In another embodiment, the rigid member has a plurality of holes 56 to receive material from the resilient member. The holes allow a portion of the resilient member 12 to be molded up through the rigid member 14. In an embodiment, the resilient material passes up through the holes so that the resilient material is flush with the outer surface of the rigid member. In an alternative embodiment, the resilient material passes up through the holes and is drawn so as to form a raised surface in the shape of the holes. The holes may be shaped in the name or logo of a company. The resilient material passing through the holes can grip the fabric of a supporter holding the cup of the present invention, to help keep the cup anchored in place inside a pocket of the supporter.

It will be apparent to those skilled in the art of athletic protector cups that many conventional means of permanent connection between the resilient member and the rigid member may be utilized. Molding, e.g., insert molding, is one known method to connect the resilient member to the rigid member. It will also be apparent to those skilled in the art of molding that various molding methods incorporating a variety of molding parameters may be employed to achieve the athletic protector cup structure of the present invention. In an exemplary embodiment of the present invention, the resilient member and the rigid member are chemically mated to each other using an injection molding process. Injection molding of thermoplastic elastomer (TPE) compounds onto engineering thermoplastic resins is well known and is not further described.

Insert molding is also well known wherein two molds are made. The first mold is for making just the rigid part of the product, including the flange details designed to aid in the attachment of the resilient part. The second mold has a certain capacity allowing it to receive inside of it the completed rigid piece made in the first mold. After the top and bottom of the second mold are closed around the rigid piece from the first mold, rubber material is injected into the second mold creating a bond to the rigid piece at its interior and the rubber part's desired shape at its exterior. The completed, dual-material piece emerges from the second mold.

The inner surface 48 of rigid member 14 can be chemically bonded over substantially its entire surface area to the outer surface 18 of resilient member 12. As shown in FIG. 2, the resilient member 12 is preferably molded around the cylinder type flange 52 of the rigid member, thereby forming an interlocking structure for enhancing the stability of rigid member 14 within the molded resilient member 12.

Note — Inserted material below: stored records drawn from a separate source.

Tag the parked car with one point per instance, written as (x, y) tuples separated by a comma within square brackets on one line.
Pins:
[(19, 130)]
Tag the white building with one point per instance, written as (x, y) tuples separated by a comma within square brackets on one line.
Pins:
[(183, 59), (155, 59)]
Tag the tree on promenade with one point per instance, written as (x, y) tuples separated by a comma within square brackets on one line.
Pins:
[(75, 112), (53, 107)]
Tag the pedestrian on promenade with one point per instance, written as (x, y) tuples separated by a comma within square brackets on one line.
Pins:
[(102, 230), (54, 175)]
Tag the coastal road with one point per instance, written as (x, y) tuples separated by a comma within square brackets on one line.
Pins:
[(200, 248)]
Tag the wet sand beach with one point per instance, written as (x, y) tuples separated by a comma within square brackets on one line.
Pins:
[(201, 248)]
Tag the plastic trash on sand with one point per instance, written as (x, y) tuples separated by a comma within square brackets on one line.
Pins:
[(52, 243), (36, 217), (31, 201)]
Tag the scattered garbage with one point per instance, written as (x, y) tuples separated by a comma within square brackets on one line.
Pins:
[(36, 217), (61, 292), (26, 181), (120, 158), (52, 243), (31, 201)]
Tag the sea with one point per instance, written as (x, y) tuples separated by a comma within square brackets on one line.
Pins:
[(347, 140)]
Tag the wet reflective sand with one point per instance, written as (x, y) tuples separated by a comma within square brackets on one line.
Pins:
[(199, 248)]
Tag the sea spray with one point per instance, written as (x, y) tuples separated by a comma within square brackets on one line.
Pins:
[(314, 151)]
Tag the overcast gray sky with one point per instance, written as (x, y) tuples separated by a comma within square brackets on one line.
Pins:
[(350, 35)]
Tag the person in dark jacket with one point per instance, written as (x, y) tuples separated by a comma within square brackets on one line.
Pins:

Although exemplary embodiments of the present invention have been described, they should not be construed to limit the scope of the present invention. Those skilled in the art will understand that various modifications may be made to the described embodiment. Further, the invention described herein will itself suggest to those skilled in the various arts, alternate embodiments and solutions to other tasks and adaptations for other applications. It is the applicant's intention to cover by claims all such uses of the invention and those changes and modifications that could be made to the embodiments of the invention herein chosen for the purpose of disclosure without departing from the spirit and scope of the invention.